Kids are expensive. Moving is expensive. Raising a special needs child is expensive. Raising two special needs children on nothing but Social Security and an adoption subsidy is impossible. I put my son in an expensive private school because it was the only way I knew to save him, to save our family. And it worked. He thrived. He felt accepted and capable for the first time in his life and his grades rose and his self esteem improved and the anger gave way to the sweet, smart, funny guy that my son is today. But I made the decision to place him in that school before we lost our rental house and had to move, and our rent increased a great deal because we had a sweetheart deal before, and finding that again wasn't possible. Add in moving expenses like the truck, the gas for the truck, the reconnect fees for the utilities, and I started April well into the red financially. That carried over into May, and then Cassie got sick. I spent money I shouldn't have; I bought her dvds, I ordered pizza, I bought her quart after quart of mashed potatoes from Picadilly because it's her favorite thing to eat. And I bought diapers, and chux pads, and Miralax and Ensure and Coconut Oil and Lactofferin and liquid multivitamins and protein powders. Anything I could to try to get her skin to heal. I wasn't careful. I justified it by saying I was too tired to be careful. It was an excuse, and it came back to haunt me today when my rent check bounced. My third month here, and I've bounced my rent check. Take out the NSF fees and the late rent fees and well... I'm ruined. Well and truly. I don't have the rent money. And when I do get it later in the month, I'll have the water bill and the sky-high light bill from trying to combat the heat and more food to buy for hungry kids and more gas to put in the hungry van and another tuition payment and I feel like I'm trying to fill the ocean with a eye dropper.

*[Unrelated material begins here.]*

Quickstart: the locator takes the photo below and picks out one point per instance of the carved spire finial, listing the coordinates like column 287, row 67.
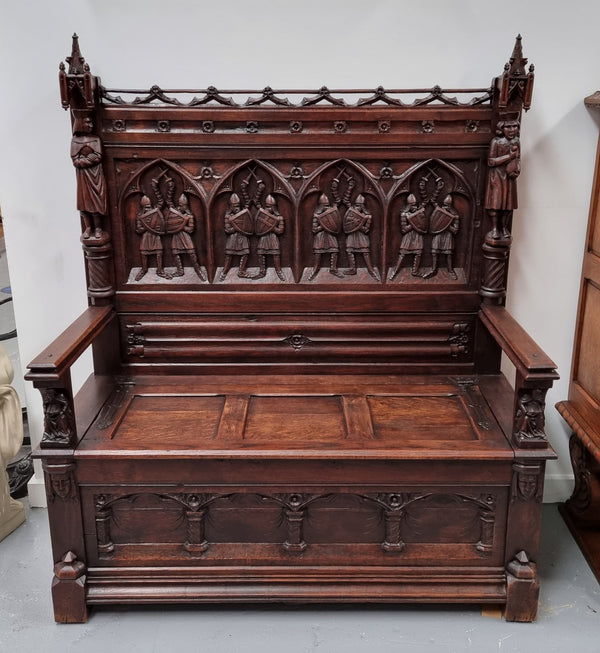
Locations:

After another night of not nearly enough sleep, due to Cassie vomiting in the middle of the night then spiking a fever then needing pain medication and so on and so forth, I can't cope. I can't see a bright side. I can't see a way out. I don't know what to do. I don't have the energy to do anything else. Wait for them to evict us. Tell Walt he can't go back to his wonderful little school and see the crushing disappointment on his face and then watch him drown trying to keep up in a public school system that makes no accommodation for his needs. Wait in fear for the anger and resentment to come back as he's bullied and teased and feels stupid and worthless because he can't pass the LEAP test. Throw one child under the bus because the other needs me more. That's what I feel I've done their whole lives. Finally, finally I felt I had found a way to give Walter what he needed, and I have to take it away from him. I feel like my poor kids have never had anything their whole lives that wasn't taken away from them before they were ready to let it go. I have never been able to give them anything that I didn't eventually have to take away. Nothing but myself, and god, if that doesn't make you cry for them, nothing will.

I don't know what to do but surrender. To accept that the bottom is falling out let it happen. I don't have the energy or fight to do anything else. I don't know where or when we'll land. I don't know what's going to happen. I did this. I put myself in this situation. I accept full responsibility for it. I made my bed. I just wish my poor kids didn't have to lie in it.